# Marietta waterfowl



## Bass&Bucks

Any public access in or near marietta? We have a deer camp off rt 26 but never thought to waterfowl hunt down there


----------



## ducksdemise

Ohio river can be very good but is pretty dangerous 
If you are not prepared and careful


----------



## Bass&Bucks

I figured that. That stretch through marietta is a lot of water


----------



## BIG TURKEY

Real good hunting there been my second home for divers and puddle ducks . I got a buddy that lives close .


----------



## collegekid

Curious...What do you guys think it takes to be prepared to hunt the river?
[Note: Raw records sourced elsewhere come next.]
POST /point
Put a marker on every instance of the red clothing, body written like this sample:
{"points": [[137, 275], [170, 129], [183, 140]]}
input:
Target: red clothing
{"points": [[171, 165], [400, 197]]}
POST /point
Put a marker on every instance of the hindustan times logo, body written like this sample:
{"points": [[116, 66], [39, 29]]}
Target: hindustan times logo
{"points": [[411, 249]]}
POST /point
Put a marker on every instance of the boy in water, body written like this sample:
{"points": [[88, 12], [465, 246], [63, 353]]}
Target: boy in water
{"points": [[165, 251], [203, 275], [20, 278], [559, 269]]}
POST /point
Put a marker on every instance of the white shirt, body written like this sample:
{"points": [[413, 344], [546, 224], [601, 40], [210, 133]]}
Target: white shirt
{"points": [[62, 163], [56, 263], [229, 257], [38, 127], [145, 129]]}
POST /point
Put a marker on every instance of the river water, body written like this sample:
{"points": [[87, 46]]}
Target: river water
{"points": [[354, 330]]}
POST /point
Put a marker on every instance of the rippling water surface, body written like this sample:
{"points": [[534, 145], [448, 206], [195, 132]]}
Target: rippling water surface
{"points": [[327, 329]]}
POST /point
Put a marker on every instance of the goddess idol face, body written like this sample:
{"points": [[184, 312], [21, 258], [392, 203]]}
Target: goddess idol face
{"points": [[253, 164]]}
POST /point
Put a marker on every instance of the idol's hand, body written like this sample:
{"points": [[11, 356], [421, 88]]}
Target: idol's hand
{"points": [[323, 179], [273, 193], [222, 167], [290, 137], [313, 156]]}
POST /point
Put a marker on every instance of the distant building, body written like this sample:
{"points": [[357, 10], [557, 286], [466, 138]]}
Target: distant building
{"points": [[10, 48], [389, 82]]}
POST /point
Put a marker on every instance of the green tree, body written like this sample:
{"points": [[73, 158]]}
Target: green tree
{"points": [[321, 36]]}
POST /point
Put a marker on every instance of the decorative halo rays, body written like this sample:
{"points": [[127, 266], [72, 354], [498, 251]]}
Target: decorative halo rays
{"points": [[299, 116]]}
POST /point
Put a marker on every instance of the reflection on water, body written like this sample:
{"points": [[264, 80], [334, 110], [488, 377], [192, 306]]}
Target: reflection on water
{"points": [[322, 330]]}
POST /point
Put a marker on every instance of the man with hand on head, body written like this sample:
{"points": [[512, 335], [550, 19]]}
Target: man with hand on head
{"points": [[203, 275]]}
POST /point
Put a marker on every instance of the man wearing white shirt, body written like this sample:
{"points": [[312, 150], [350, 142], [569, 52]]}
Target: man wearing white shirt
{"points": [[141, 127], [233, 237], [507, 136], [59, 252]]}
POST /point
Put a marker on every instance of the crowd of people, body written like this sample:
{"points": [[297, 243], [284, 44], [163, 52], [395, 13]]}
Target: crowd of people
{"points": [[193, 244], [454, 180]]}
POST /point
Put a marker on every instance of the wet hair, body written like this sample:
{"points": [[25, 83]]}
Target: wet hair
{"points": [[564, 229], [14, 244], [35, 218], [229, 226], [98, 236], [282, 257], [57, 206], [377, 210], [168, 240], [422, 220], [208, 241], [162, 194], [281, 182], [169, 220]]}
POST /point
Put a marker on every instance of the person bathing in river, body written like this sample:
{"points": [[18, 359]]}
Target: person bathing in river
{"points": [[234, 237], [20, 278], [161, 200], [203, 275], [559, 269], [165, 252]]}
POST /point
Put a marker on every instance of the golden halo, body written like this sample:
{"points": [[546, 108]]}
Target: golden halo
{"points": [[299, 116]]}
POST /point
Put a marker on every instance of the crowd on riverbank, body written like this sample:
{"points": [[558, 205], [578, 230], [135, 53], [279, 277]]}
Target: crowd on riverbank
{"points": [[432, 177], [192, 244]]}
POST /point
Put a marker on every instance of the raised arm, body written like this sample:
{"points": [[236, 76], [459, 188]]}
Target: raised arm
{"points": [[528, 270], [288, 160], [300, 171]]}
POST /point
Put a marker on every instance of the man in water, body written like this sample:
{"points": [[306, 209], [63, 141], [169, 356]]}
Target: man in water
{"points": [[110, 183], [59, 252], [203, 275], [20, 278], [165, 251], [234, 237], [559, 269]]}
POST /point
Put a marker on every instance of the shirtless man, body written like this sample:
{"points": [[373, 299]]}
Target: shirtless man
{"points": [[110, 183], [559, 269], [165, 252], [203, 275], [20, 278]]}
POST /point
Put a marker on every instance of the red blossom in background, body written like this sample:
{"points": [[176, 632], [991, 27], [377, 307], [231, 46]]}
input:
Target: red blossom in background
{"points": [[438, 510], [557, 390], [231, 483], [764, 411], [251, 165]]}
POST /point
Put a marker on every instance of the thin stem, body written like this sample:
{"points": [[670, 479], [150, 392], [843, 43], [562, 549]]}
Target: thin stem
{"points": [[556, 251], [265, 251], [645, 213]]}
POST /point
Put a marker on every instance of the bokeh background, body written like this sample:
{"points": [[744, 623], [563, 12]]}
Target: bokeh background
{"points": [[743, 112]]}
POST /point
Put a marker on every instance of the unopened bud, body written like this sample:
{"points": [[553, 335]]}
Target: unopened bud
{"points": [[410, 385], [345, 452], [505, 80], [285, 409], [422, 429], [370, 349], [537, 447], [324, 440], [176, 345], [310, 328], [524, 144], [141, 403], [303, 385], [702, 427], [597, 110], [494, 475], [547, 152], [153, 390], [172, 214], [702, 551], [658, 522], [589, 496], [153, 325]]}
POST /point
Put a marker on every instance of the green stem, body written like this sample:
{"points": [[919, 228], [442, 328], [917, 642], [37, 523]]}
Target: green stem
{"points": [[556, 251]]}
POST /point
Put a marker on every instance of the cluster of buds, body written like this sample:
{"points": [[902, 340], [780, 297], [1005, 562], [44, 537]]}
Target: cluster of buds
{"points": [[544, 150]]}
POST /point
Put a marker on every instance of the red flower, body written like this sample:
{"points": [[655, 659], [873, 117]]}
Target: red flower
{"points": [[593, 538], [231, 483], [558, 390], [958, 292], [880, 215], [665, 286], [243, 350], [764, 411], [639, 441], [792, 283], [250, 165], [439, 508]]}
What are the most important safety tips compared to lake hunts etc..


----------



## freyedknot

#1 the shoreline is not always shallow. we pulled up to an island and the shore was 18 ft deep. check the bottom for hardness before stepping out of your rig. we had a spot of mud too deep to tell when you would hit bottom. current and debris along with the river barges are dangerous also.


----------



## collegekid

Thanks for the reply. Anyone else? Seems like a good topic that is not giving away spots etc.. and not everyone is able to hunt the river anyhow.


----------



## ducksdemise

Try to stay away from the barge traffic they throw a big wake
Watch out for whirlpools on the the front side of islands due to current
Water depth is very different around islands I have seen
Wade able to over 30 foot within a few yArds of each other
There is separate rules to hunting the Ohio if you
Will be on the islands permit is required from federal 
You must also follow West Virginia rules


----------



## G3guy

Double down on safety gear, make sure boat and motor is well maintained and reliable. Carry extra spark plugs, a propane torch, matches, lighters, spare prop, tools to work on anything in boat, extra fuses, extra boat plugs. And anything else you may think you need while on the water. carry a shovel to clear the ramp of snow, mud, ice ect. Some sand and ice melt comes in handy also. Not all islands can be hunted from only certain ones. Look up ohio river islands national wildlife refuge for info. When the Ohio river flows btwn Ohio and West Virginia, West Virginia season dates and bag limits are what you need to follow NOT Ohio season dates and bag limits. As long as you are a Ohio resident you can hunt the river on Ohio license and stamps. A depth finder on the boat is a big help, long decoy lines and heavy weights. And don't forget the shotgun and ammo.


----------